The level of hostility against alternative proteins, 292,434 posts, 31% of all posts, surprised Changing Markets, which had expected to find a majority of posts promoting meat and dairy.

In fact, only around one in every five posts (207,669 or 22%) did so. Of these, most (173,971 or 84%) talked up the health benefits of meat or dairy. Often under the banner #meatheals, posts exaggerate the psychological / health benefits, attribute mental and healing properties or celebrate the ancestral wisdom of a carnivorous diet. A minority (33,698 or 16%) made misleading positive environmental claims about meat and dairy production.

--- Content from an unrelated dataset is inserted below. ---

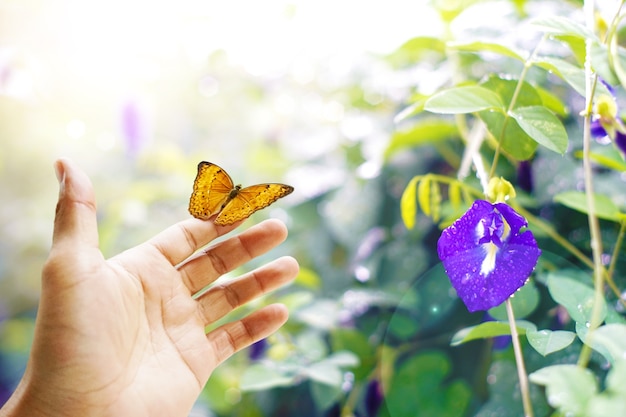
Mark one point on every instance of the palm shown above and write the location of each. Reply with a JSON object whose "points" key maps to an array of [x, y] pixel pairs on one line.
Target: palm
{"points": [[124, 336]]}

Industry paying academics for support is not new. What is new is a major conventional public relations campaign, and the recruitment of an army of online influencers, complete with a ‘digital command center’. The efforts have drawn comparisons to big oil misinformation.

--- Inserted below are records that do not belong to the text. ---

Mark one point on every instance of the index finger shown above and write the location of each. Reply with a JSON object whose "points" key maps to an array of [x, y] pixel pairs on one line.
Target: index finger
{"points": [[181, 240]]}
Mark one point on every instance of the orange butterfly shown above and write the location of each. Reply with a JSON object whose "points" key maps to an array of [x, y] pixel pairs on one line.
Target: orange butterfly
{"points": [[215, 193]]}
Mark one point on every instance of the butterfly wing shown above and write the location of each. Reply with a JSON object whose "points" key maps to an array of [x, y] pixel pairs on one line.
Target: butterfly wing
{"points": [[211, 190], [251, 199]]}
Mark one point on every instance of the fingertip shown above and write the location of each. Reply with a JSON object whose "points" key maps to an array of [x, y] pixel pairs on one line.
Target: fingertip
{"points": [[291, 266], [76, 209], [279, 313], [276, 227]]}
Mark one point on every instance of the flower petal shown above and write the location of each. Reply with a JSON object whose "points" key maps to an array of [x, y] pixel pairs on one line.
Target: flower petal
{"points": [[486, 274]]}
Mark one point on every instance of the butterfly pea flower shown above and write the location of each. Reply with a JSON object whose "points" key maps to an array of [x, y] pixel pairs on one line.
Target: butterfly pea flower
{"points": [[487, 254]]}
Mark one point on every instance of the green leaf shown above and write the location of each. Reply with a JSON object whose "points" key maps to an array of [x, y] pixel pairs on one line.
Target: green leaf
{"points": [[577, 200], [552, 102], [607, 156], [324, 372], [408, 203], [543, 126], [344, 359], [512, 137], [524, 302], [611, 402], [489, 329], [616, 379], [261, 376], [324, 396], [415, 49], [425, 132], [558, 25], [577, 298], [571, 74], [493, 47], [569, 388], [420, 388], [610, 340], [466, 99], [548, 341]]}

“We traced online attacks on alternative proteins and posts that exaggerate the benefits of meat and dairy directly to industry and its representatives," commented Maddy Haughton-Boakes, Senior Campaigner, Changing Markets Foundation. "A large volume of conspiracy theories and culture war content about food and farming came from those on the political far-right rather than industry. But the two have a shared agenda, to downplay the science and weaken regulation. This ultimately maintains and even enhances the status quo of high meat and dairy consumption with low regulation.”

Campaigns and lobbying may explain a persistent blindspot in legislation to curb agricultural emissions. Producers helped persuade Italy to ban lab-grown meat earlier this month.

Florida may soon follow. There is also farming push back on funding for plant-based milks in schools in the EU. The sector is also fighting to keep control over the use of words like 'burger' and 'milk', and remove wording on plant-based diets out of an intergovernmental climate report.

Agricultural production is responsible for an estimated 37% of global climate emissions, with livestock representing over half (57%) of these. Animal farming is the largest source of man-made methane emissions. If the livestock sector grows at its current rate, it will account for 49% of the global emissions budget for 1.5°C degrees by 2030.

Despite this, animal farming continues to receive the lion’s share of EU and US public subsidies and other support, a recent study found. Meanwhile, funding for plant-based meat start-ups has fallen to its lowest level since 2018, the Financial Times reported this summer.

The Ripple research is the largest quantitative study on meat and dairy-related misinformation, it says, citing a smaller study as the only comparable predecessor.